Designed to scale AI networks to millions of GPUs, it offers higher bandwidth, greater resiliency, lower latency, and enhanced programmatic control for data center operators.
The presentation, titled “ACF-S: An 8 Terabit/sec SuperNIC for High-Performance Data Movement in AI and Accelerated Compute Networks,” featured Enfabrica’s Chief Development Officer and Co-Founder, Shrijeet Mukherjee, alongside technical engineer Thomas Norrie. They discussed the architecture, design, and technical attributes of their first-generation ACF SuperNIC silicon, codenamed “Millennium.”
Built differently
Covering the event, ServeTheHome noted Enfabrica’s ACF-S aims to unify scale-up (adding resources to a single system) and scale-out (connecting multiple systems) fabric communication.
Although the network layout may resemble traditional PCIe switch-based networks, it is not a PCIe switch. Instead, it employs a logically rail-switched 2-tier CLOS network architecture that connects multiple CPUs, GPUs, and other components via ACF-S chips and GPU fabric switches. This architecture supports flexible, high-performance communication across different computing domains (like IPC and RPC), enabling efficient handling of data-intensive tasks without the constraints of conventional PCIe switch designs.
The ACF-S "Millennium" chip is a key component, designed to deliver resilient networking for GPUs with 3.2 Tbps bandwidth per accelerator. It features a full router, multi-planar internal switch fabric, and user-programmable transport, supporting scalable infrastructure with up to 40,000 copy engines and data movers.
Enfabrica notes that the Millennium chip is built differently by integrating higher chip I/O density, NICs within crossbars, scalable memory translation, and shared flow buffer and packet processing, all of which enhance performance and efficiency.

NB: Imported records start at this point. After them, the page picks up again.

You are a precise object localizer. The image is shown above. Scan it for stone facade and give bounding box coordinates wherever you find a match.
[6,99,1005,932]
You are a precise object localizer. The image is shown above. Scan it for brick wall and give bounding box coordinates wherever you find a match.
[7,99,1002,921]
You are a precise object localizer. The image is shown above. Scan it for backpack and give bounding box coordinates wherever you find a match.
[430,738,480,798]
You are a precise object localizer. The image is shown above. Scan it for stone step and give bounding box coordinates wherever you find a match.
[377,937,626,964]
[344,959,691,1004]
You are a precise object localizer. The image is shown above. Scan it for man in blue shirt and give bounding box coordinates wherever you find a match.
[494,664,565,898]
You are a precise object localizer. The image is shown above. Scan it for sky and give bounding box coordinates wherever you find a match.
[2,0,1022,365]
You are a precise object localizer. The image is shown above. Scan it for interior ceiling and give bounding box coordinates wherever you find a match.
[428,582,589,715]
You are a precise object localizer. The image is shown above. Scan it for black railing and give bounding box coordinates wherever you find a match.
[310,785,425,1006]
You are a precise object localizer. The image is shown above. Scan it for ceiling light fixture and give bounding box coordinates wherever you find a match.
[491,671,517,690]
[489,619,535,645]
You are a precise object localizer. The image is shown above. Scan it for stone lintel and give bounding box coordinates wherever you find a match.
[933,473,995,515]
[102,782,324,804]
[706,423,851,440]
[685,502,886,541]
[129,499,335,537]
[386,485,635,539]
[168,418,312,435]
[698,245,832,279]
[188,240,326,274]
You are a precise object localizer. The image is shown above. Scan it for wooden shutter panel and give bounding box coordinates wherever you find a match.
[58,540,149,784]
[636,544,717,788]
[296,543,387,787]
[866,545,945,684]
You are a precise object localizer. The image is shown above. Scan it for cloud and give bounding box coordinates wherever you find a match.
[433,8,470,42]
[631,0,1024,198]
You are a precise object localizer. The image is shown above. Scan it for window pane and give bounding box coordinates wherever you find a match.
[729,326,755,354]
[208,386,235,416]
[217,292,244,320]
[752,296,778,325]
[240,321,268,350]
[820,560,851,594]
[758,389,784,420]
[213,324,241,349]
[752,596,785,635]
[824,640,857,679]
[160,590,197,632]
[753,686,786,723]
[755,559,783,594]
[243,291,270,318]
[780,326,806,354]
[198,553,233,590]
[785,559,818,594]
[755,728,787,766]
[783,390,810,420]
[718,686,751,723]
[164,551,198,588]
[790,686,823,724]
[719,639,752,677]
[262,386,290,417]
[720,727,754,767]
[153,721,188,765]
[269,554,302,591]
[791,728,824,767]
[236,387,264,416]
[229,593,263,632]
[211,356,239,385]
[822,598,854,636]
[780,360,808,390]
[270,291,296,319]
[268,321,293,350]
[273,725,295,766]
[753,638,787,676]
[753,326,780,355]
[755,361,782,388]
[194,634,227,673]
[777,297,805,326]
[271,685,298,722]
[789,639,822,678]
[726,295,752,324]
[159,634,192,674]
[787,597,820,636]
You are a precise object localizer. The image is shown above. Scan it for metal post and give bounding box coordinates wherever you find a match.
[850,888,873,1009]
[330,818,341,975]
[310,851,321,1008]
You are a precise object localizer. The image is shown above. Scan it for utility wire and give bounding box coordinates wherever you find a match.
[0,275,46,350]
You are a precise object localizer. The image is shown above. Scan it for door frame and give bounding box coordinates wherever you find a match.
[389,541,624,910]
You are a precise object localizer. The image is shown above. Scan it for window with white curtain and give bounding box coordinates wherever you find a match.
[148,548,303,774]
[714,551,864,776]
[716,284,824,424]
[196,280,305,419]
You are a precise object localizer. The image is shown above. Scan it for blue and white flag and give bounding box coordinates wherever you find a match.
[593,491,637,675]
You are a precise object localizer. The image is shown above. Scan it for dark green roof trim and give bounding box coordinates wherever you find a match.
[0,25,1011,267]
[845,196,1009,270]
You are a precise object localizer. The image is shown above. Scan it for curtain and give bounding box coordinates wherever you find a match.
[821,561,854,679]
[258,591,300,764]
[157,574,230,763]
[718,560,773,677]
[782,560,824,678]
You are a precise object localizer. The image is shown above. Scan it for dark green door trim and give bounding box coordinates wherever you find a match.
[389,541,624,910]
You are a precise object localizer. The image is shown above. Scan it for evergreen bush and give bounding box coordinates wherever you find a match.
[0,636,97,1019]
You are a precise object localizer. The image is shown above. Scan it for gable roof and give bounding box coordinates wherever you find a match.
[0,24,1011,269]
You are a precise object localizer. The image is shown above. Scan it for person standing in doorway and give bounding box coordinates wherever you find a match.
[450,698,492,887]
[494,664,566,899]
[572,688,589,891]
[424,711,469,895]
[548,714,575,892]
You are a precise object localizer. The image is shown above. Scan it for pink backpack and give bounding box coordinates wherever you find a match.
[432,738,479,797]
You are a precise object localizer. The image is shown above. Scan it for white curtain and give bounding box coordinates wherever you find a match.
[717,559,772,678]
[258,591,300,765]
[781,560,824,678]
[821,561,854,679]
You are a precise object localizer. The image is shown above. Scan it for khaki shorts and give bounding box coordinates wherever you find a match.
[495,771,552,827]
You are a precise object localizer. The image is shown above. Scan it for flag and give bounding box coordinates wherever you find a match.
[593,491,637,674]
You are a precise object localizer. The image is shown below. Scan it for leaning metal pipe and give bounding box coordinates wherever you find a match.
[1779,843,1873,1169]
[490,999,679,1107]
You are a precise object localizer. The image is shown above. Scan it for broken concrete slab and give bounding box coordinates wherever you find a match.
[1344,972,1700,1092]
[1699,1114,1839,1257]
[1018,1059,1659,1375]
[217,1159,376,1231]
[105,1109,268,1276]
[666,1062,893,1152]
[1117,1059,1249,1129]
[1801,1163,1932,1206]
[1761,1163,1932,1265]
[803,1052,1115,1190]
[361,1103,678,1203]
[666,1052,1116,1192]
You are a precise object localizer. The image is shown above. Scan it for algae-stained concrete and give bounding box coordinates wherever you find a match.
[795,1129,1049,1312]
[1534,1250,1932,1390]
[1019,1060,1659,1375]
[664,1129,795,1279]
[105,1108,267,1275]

Enfabrica’s approach essentially focuses on maximizing compute efficiency by optimizing hardware and software integration, enhancing I/O and memory scalability, and implementing smart traffic management to improve network performance and system resilience. As ServeTheHome summarizes, “It is like taking a bunch of NICs and combining them, and PCIe switches, and combining all of these into one. The other interesting use case is that one could add CXL memory to the ACF-S fabric and present pools of CXL memory without hosts. This is super cool.”